A urethral stricture is a pathological narrowing of the urethral lumen caused by fibrosis and scar tissue formation. This narrowing leads to partial or complete obstruction of urine flow, which can result in significant urinary tract symptoms and, if untreated, may cause upper urinary tract damage and renal impairment.
Etiology and Classification
Urethral strictures can be congenital or acquired. The majority of strictures are acquired and typically arise from:
- Trauma: Including blunt pelvic injury (often associated with pelvic fractures causing posterior urethral injury), or iatrogenic trauma such as catheterization, urethral instrumentation, transurethral surgeries (e.g., prostatectomy, TURP), or radiation therapy (brachytherapy).
- Infections: Chronic or untreated urethritis, especially from sexually transmitted infections like Neisseria gonorrhoeae, is a classical cause of anterior urethral strictures. Bacterial urethritis accounts for approximately 20% of strictures.
- Inflammatory Disorders: Balanitis xerotica obliterans (BXO), also known as lichen sclerosus, is a chronic inflammatory condition predominantly affecting the distal (penile) urethra and surrounding tissue, leading to stricture formation.
- Idiopathic: A subset of strictures has no identifiable cause.
Anatomical distribution:
- Bulbar urethra strictures (approximately 50%) — most common.
- Penile urethra strictures (~30%).
- Strictures at the navicular fossa (distal urethra) are less common.
The bulbomembranous region and submeatal region are the most frequent sites of stricture development.
Pathophysiology:
The urethra lies within the corpus spongiosum, and fibrosis often extends into the surrounding spongy tissue (spongiofibrosis), which can lead to extensive scarring and luminal obliteration.
Clinical Presentation
Patients typically present with:
- Decreased urinary stream caliber and force — early signs of significant luminal narrowing.
- Obstructive urinary symptoms: Prolonged urination time, weak stream, hesitancy, intermittent stream, and sensation of incomplete bladder emptying.
- Irritative symptoms: Increased frequency, urgency, and dysuria may also occur.
- Acute urinary retention: May be the first presentation in some patients.
- Compensatory detrusor hypertrophy can develop to overcome outlet resistance, sometimes visible as bladder wall thickening on ultrasound.
Diagnosis
A thorough history and physical examination are essential. Key diagnostic tools include:
- Uroflowmetry: Demonstrates a characteristic prolonged voiding time with a plateau-shaped low flow curve.
- Retrograde urethrogram (RUG) / Ascending urethrogram: The gold standard for diagnosis; it delineates the location, length, and severity of the stricture.
- Cystourethroscopy: Useful for direct visualization of the urethral lumen and to assess stricture characteristics.
- Ultrasound: May be used to evaluate spongiofibrosis and bladder wall thickness.
Management
General principles:
- Avoid blind transurethral catheterization in patients with suspected urethral strictures and urinary retention due to risk of urethral trauma and worsening fibrosis.
- In such cases, suprapubic catheterization is preferred for urinary drainage.
Definitive treatment options:
- Urethral Dilatation:
- Performed with graduated rigid or flexible dilators.
- Can be done under direct visualization with a urethroscope or blindly by experienced clinicians.
- Regular self-catheterization may be recommended to maintain urethral patency, typically once or twice weekly.
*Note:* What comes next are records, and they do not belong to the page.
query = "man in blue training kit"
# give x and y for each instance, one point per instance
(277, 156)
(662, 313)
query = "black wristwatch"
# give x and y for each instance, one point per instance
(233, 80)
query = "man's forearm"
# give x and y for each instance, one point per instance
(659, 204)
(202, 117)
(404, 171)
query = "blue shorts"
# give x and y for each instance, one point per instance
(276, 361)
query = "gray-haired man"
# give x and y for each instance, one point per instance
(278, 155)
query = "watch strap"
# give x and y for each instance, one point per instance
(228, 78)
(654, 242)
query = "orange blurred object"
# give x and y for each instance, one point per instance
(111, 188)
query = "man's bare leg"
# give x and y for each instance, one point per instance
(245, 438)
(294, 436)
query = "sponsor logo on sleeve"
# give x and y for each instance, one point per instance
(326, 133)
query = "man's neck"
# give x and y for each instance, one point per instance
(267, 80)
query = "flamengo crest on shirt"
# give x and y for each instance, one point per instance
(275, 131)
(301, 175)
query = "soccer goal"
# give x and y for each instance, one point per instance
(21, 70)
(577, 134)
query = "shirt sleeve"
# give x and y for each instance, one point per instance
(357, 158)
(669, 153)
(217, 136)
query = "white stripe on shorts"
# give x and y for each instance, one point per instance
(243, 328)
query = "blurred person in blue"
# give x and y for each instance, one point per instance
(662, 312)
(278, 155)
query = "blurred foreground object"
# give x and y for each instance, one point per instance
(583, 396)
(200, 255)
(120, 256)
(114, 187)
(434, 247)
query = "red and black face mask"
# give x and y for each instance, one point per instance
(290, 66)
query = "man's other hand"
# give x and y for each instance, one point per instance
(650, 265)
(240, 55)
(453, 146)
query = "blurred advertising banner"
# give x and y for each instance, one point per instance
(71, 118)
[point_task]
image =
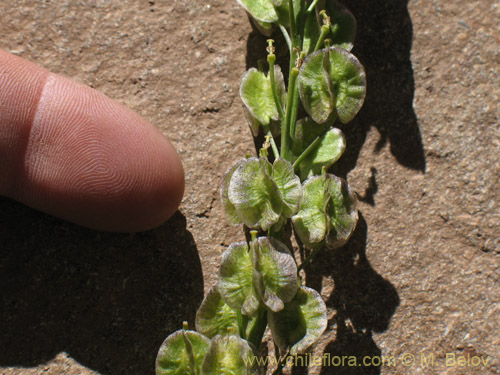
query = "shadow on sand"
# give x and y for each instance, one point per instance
(108, 300)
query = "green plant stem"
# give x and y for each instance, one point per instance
(312, 6)
(271, 140)
(285, 131)
(259, 327)
(306, 152)
(287, 37)
(324, 32)
(271, 58)
(311, 255)
(294, 111)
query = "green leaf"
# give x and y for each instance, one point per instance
(276, 272)
(311, 223)
(312, 30)
(332, 84)
(300, 323)
(343, 27)
(229, 355)
(328, 212)
(330, 148)
(236, 279)
(257, 95)
(289, 186)
(254, 194)
(182, 352)
(215, 317)
(229, 208)
(341, 211)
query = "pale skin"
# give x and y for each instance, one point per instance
(72, 152)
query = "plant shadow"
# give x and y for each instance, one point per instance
(383, 45)
(363, 300)
(108, 300)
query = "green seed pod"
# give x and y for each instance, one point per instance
(182, 352)
(328, 212)
(300, 323)
(332, 83)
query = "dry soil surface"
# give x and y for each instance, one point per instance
(420, 277)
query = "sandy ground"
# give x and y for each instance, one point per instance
(420, 277)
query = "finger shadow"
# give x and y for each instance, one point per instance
(108, 300)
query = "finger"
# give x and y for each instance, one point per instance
(72, 152)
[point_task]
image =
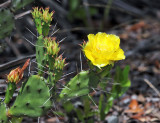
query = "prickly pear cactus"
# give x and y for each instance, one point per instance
(40, 54)
(6, 22)
(33, 100)
(3, 112)
(18, 4)
(80, 85)
(9, 93)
- Direct Visual Internal Urethrotomy (DVIU):
- Endoscopic incision of the stricture.
- Most effective for short (<2 cm), primary strictures without extensive spongiofibrosis.
- Limited success in recurrent or long strictures.
- Open Surgical Repair:
- Excision and primary anastomosis: Suitable for short bulbar strictures.
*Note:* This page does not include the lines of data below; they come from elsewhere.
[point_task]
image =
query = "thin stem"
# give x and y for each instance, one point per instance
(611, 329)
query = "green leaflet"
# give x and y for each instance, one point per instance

- Substitution urethroplasty: Using grafts (buccal mucosa or skin) for longer or more complex strictures.
- Recommended for recurrent or complex strictures to avoid repeated endoscopic failures.
Complications
- Stricture recurrence (re-stricturing) is common after dilatation or urethrotomy.
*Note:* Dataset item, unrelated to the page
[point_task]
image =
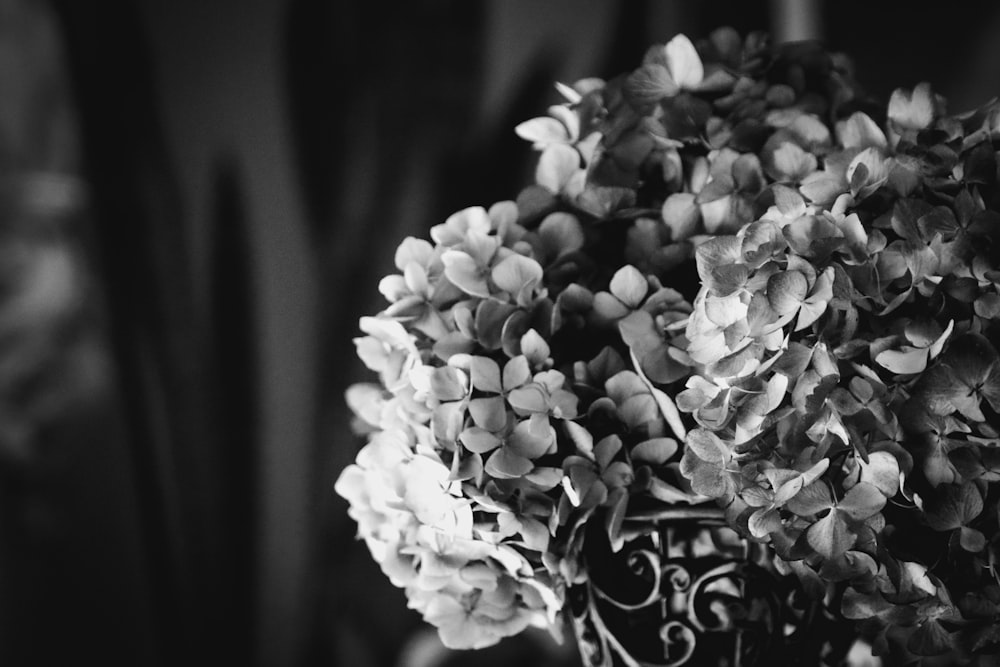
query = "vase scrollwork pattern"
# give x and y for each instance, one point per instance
(689, 591)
- Bacteremia and urinary tract infections: Can result from instrumentation; prophylactic antibiotics are advised before procedures.
- Typical prophylactic antibiotics include gentamicin and amoxicillin-clavulanate or tailored based on local resistance patterns.
Clinical Pearls
- Bulbar urethral strictures are the most common type.
- Retrograde urethrogram is the diagnostic gold standard.
- Avoid blind urethral catheterization in urinary retention due to stricture; perform suprapubic cystostomy instead.
- Internal urethrotomy is only effective for short (<2 cm), first-time strictures.
- Repeated urethrotomy increases the risk of stricture lengthening; consider open surgery for recurrent strictures.
- Balanitis xerotica obliterans is a key inflammatory cause and should raise suspicion in distal strictures.
- Antibiotic prophylaxis before instrumentation reduces the risk of bacteremia.